Deangelo and I are on our second hour, buzzing and rolling along at great speed. With enthusiasm we trek back through memory lane, relishing good tales of old.
He keeps saying, “I can do one more, Cash. One more, alright?”
So, I’d buy and we’d dive further into the heart of it all. It was never one more, and we all knew that. He’s talking about Lyla saying, “I know she’s ready, and she ain’t say nothin man, never ’bout it or nothin, but she’s waitin, right, I just know it. I can see it, you know what I mean? You start to see it.”
“Yeah.”
“Yeah and I ain’t tryin to rush nothin. I wanna take care of it all, be a man, you know what I’m sayin? I gotta be able to take care. Look, you know how our fathers were man.”
“I know.”
“Yeah and shit, what do we gotta do? We’re talkin about family.”
“Right.”
“Family. We’ve got to be responsible.”
“I agree.”
“We’re responsible for all that.”
And this is the whole point, right?

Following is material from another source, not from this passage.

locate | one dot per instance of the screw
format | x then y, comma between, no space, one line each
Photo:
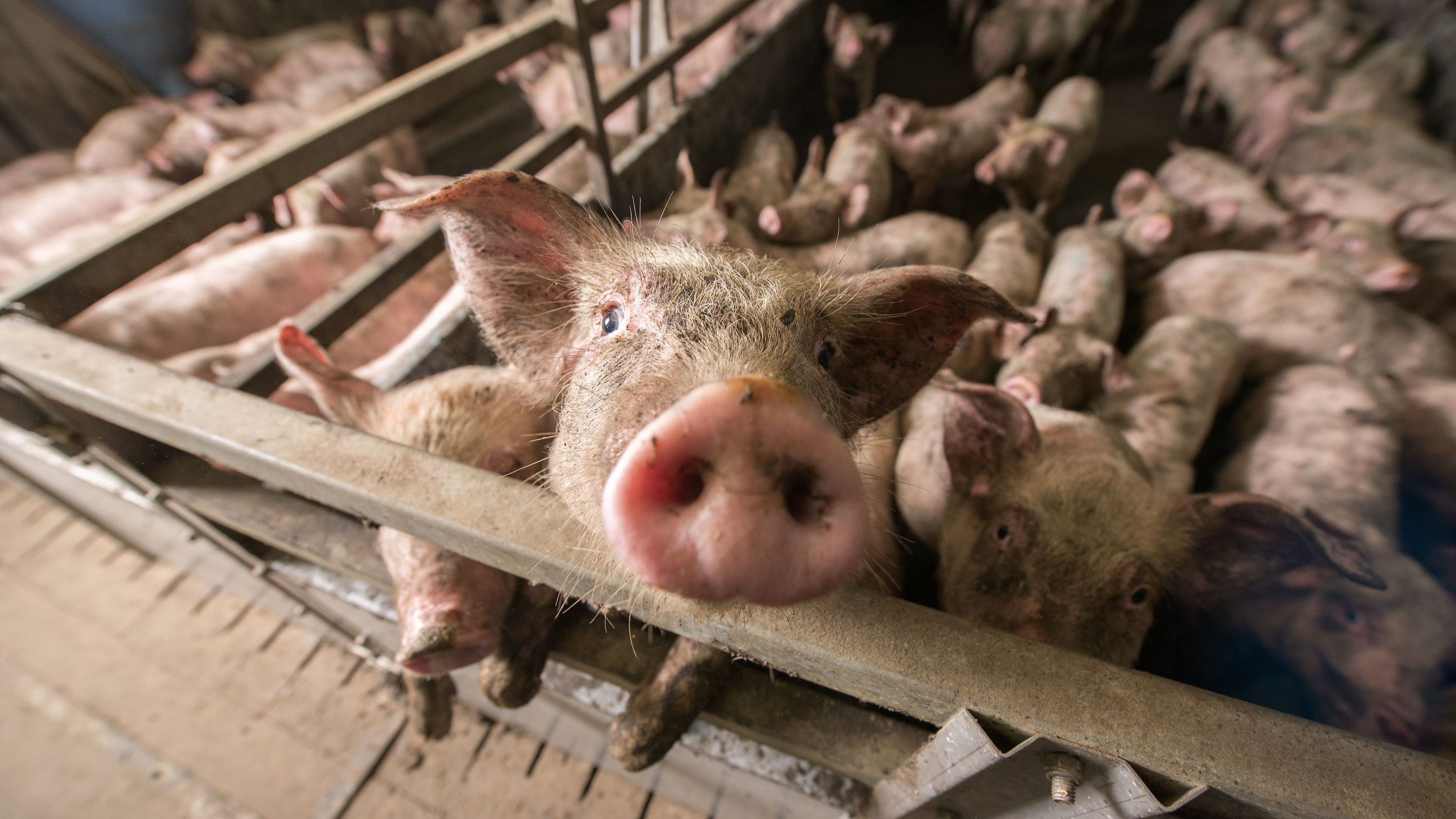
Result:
1065,773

When we got down to it. We begin to talk about the sacrifice of self in this ultimate way, but what do we know? We’re all just trying like hell to figure it out. Trying to do just a little bit better than our fathers did, though we still want to believe they did the best they could. I’ve seen hundreds of families in Johnston, all working this out just the same. As my own family deteriorated around me, I couldn’t help but view the whole concept through a painful lens of longing and wonder. Fatherhood, motherhood, sons and daughters, and on. Deangelo’s right. Responsibility . A higher calling. The desire for it all has become buried deep in my bones, and I only now feel it leak into the bloodstream. I’d almost feared it was dormant, forgotten and abandoned.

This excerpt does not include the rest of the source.